Optical anisotropy in polymers
For a polycarbonate with a relatively simple carbon-carbon backbone, the refractive index is larger for vibrations of the electric field in the light wave (the electric vector) parallel to the axis of the chain. The applied stress causes alignment of the random chains and the inherent uniaxial anisotropy of the chain structure leads to 'stress-induced birefringence'. Birefringence in polycarbonate specimens arises due to two effects, non-random chain alignments and residual strains. To minimise pre-existing strains the polycarbonate specimens used in these demonostrations were annealed to remove any strains incorporated during their fabrication.
Study the isoclinic fringes from both the protractor and ruler. How do you think these articles were manufactured, and does the stress distribution support this? (Answer below)
Common processing routes such as injection moulding and extrusion lead to a residual stress distribution. Plastic rulers and protractors have residual strains due to their production by either extrusion or injection moulding. When observed under crossed polars they display birefringence, which enables the point of injection to be determined.

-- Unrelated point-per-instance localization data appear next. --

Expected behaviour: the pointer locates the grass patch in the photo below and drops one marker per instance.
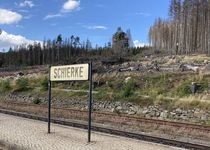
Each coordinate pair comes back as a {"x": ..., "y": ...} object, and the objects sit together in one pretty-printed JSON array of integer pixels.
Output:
[{"x": 5, "y": 86}]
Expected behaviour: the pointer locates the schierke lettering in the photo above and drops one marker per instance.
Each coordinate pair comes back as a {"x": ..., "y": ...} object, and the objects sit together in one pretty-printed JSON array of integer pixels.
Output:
[{"x": 68, "y": 72}]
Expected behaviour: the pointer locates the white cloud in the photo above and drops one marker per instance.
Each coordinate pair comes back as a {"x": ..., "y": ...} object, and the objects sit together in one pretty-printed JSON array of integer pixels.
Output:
[
  {"x": 139, "y": 44},
  {"x": 9, "y": 40},
  {"x": 9, "y": 17},
  {"x": 26, "y": 3},
  {"x": 143, "y": 14},
  {"x": 96, "y": 27},
  {"x": 70, "y": 5},
  {"x": 50, "y": 16}
]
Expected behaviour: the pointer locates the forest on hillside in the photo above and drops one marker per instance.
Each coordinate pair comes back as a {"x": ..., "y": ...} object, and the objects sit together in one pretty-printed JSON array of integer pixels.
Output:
[
  {"x": 186, "y": 31},
  {"x": 57, "y": 51}
]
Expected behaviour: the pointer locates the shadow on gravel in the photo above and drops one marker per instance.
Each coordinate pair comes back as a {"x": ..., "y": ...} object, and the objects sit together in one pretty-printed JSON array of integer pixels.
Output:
[{"x": 6, "y": 146}]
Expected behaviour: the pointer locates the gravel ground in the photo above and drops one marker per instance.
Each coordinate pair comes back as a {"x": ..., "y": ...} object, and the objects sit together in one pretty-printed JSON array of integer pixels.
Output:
[{"x": 30, "y": 134}]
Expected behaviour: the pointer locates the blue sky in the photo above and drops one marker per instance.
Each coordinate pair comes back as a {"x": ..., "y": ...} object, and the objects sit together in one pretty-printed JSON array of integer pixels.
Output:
[{"x": 97, "y": 20}]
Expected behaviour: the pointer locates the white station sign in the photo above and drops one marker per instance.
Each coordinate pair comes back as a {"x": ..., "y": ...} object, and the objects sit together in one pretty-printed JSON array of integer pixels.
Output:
[{"x": 78, "y": 72}]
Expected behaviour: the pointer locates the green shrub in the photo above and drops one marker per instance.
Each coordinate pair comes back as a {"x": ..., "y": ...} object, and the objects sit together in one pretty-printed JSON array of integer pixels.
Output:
[
  {"x": 22, "y": 84},
  {"x": 184, "y": 89},
  {"x": 129, "y": 88},
  {"x": 5, "y": 85},
  {"x": 44, "y": 84}
]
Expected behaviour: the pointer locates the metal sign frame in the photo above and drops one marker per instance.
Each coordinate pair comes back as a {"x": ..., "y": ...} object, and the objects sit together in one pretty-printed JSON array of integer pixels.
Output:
[{"x": 89, "y": 103}]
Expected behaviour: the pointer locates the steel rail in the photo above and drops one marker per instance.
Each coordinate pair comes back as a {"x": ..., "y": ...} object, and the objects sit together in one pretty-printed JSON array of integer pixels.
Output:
[{"x": 138, "y": 136}]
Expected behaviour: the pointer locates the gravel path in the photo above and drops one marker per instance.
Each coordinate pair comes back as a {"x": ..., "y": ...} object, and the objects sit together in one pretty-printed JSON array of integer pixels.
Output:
[{"x": 31, "y": 134}]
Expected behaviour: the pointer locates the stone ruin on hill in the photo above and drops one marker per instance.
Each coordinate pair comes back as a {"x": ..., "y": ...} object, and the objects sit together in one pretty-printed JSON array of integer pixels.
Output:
[{"x": 120, "y": 42}]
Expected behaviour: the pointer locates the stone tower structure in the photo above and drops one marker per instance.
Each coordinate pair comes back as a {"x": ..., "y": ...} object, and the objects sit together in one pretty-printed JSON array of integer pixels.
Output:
[{"x": 120, "y": 42}]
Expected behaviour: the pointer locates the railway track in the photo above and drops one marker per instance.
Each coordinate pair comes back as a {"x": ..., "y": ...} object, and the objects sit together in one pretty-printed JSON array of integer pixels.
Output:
[
  {"x": 118, "y": 118},
  {"x": 143, "y": 137}
]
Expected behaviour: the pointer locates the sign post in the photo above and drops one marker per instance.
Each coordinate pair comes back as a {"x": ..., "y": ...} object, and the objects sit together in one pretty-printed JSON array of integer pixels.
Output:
[
  {"x": 90, "y": 102},
  {"x": 49, "y": 100},
  {"x": 77, "y": 72}
]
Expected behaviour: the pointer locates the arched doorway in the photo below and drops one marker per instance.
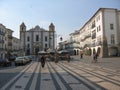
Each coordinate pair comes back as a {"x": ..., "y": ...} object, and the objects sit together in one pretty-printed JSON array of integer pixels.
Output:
[
  {"x": 89, "y": 52},
  {"x": 94, "y": 51},
  {"x": 113, "y": 51},
  {"x": 98, "y": 51}
]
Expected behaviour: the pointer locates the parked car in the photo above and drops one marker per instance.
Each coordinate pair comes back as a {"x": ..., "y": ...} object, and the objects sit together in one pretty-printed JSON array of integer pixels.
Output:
[
  {"x": 20, "y": 61},
  {"x": 5, "y": 62}
]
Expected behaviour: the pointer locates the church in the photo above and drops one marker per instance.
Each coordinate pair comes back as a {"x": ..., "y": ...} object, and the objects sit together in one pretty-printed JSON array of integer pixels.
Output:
[{"x": 36, "y": 39}]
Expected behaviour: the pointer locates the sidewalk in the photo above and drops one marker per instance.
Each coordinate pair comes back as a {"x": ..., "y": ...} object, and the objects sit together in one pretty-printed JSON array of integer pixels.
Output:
[{"x": 112, "y": 63}]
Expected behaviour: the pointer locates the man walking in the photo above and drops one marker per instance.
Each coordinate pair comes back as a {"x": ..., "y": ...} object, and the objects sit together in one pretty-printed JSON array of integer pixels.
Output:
[{"x": 42, "y": 61}]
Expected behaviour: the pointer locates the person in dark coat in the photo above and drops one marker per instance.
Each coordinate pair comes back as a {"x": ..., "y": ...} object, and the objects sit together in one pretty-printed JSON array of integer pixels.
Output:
[{"x": 42, "y": 61}]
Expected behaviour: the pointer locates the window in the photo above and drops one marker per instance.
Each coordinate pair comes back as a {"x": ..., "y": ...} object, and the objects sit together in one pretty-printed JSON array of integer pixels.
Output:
[
  {"x": 112, "y": 39},
  {"x": 37, "y": 37},
  {"x": 28, "y": 45},
  {"x": 94, "y": 34},
  {"x": 46, "y": 45},
  {"x": 45, "y": 38},
  {"x": 28, "y": 38},
  {"x": 111, "y": 26},
  {"x": 99, "y": 28}
]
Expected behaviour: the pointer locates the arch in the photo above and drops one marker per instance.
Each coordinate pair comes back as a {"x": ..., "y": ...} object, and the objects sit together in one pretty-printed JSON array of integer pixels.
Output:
[
  {"x": 113, "y": 51},
  {"x": 98, "y": 51},
  {"x": 90, "y": 51},
  {"x": 77, "y": 52},
  {"x": 74, "y": 52},
  {"x": 94, "y": 51}
]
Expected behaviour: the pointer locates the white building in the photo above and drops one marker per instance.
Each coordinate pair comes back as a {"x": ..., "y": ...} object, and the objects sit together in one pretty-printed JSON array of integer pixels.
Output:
[
  {"x": 16, "y": 46},
  {"x": 37, "y": 39},
  {"x": 2, "y": 41},
  {"x": 101, "y": 34}
]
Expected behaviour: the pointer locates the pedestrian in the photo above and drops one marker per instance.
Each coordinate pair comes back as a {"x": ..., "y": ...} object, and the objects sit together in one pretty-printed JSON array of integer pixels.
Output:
[
  {"x": 68, "y": 57},
  {"x": 95, "y": 55},
  {"x": 43, "y": 61},
  {"x": 81, "y": 55}
]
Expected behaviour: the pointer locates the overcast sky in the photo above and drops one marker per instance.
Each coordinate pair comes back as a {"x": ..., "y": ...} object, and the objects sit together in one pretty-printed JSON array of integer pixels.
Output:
[{"x": 66, "y": 15}]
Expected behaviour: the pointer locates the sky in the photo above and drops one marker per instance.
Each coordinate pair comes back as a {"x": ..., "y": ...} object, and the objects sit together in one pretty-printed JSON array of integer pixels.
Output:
[{"x": 66, "y": 15}]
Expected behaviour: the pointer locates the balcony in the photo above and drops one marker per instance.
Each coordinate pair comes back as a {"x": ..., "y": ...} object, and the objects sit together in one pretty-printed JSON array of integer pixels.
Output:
[{"x": 9, "y": 36}]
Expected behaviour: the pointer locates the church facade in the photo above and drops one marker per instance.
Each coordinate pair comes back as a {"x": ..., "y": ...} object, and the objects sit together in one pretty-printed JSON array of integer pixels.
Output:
[{"x": 36, "y": 39}]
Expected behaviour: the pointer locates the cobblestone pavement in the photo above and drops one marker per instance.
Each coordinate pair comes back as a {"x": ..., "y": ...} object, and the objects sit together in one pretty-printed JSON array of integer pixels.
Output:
[{"x": 73, "y": 75}]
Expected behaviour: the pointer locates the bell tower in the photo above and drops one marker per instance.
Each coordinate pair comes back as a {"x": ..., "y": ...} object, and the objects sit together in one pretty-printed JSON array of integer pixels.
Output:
[
  {"x": 22, "y": 36},
  {"x": 51, "y": 36},
  {"x": 52, "y": 27}
]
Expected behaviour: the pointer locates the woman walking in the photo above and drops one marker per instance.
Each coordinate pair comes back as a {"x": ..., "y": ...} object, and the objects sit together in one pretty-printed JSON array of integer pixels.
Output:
[{"x": 43, "y": 61}]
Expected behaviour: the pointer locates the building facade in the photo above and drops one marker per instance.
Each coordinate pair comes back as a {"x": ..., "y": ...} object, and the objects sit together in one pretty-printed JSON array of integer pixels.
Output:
[
  {"x": 16, "y": 46},
  {"x": 36, "y": 39},
  {"x": 2, "y": 41},
  {"x": 101, "y": 33}
]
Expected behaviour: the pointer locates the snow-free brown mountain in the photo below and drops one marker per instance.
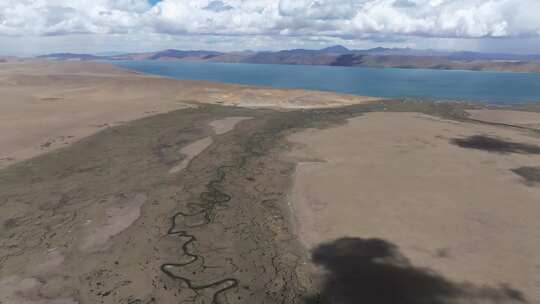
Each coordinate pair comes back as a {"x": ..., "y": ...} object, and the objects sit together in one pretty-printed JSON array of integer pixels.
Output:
[{"x": 341, "y": 56}]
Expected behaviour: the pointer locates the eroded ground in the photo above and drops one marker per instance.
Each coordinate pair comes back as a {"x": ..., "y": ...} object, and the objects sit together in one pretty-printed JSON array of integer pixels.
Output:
[{"x": 47, "y": 105}]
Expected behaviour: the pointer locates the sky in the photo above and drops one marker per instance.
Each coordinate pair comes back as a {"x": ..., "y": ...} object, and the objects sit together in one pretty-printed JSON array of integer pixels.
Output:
[{"x": 34, "y": 27}]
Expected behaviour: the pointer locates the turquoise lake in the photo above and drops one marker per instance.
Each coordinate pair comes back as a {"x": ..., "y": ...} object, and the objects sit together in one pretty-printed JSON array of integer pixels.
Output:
[{"x": 487, "y": 87}]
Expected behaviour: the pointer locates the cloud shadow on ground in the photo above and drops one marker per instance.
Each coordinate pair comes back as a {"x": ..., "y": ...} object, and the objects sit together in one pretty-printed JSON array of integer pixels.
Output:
[
  {"x": 492, "y": 144},
  {"x": 373, "y": 271},
  {"x": 530, "y": 174}
]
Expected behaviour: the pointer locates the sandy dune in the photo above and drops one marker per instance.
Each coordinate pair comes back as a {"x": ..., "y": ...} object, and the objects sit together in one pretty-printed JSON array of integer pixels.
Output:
[
  {"x": 445, "y": 192},
  {"x": 47, "y": 104}
]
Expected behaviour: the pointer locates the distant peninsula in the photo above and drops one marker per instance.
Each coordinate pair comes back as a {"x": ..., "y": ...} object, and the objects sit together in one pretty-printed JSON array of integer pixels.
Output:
[{"x": 341, "y": 56}]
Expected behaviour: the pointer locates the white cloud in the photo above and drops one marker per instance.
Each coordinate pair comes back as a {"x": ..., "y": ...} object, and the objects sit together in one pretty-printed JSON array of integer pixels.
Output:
[{"x": 339, "y": 18}]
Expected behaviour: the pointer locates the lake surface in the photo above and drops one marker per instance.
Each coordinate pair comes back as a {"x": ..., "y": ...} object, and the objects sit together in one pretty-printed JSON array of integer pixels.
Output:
[{"x": 488, "y": 87}]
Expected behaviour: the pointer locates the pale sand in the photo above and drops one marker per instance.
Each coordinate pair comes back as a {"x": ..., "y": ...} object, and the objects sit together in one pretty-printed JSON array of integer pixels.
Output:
[
  {"x": 112, "y": 222},
  {"x": 47, "y": 104},
  {"x": 220, "y": 126},
  {"x": 397, "y": 176},
  {"x": 190, "y": 151},
  {"x": 518, "y": 118}
]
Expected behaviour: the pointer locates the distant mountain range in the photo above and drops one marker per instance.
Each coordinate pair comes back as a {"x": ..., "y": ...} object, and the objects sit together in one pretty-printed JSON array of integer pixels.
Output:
[{"x": 341, "y": 56}]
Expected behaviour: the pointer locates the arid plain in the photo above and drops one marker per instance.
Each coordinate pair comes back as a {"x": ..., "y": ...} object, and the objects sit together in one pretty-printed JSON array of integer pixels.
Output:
[{"x": 117, "y": 187}]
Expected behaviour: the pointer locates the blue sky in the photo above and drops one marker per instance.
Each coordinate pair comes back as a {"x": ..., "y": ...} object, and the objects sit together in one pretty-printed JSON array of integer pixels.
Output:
[{"x": 36, "y": 27}]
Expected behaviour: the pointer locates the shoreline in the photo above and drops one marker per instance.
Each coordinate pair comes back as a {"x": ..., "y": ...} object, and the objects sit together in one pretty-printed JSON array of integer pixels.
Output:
[
  {"x": 52, "y": 104},
  {"x": 241, "y": 204}
]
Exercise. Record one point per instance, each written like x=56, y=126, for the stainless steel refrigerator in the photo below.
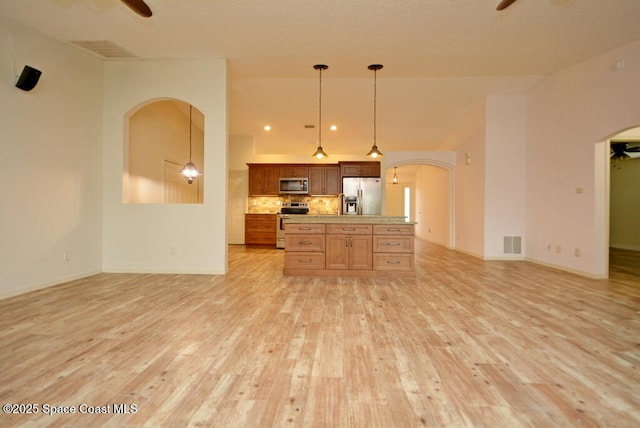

Induced optical anisotropy
In response to an applied stress a substance may change its dielectric constant and consequently, in transparent materials, change its refractive index. For an initially 'isotropic material, when a tensile stress is applied the material will become uniaxial with the optic axis parallel to the applied stress. In the general case, and where the stresses are applied in a plane, the optical birefringence will be proportional to the difference between the two (orthogonal) principal stresses in the plane. This is called the Stress-Optic Law. The constant of proportionality is known as the stress-optical coefficient.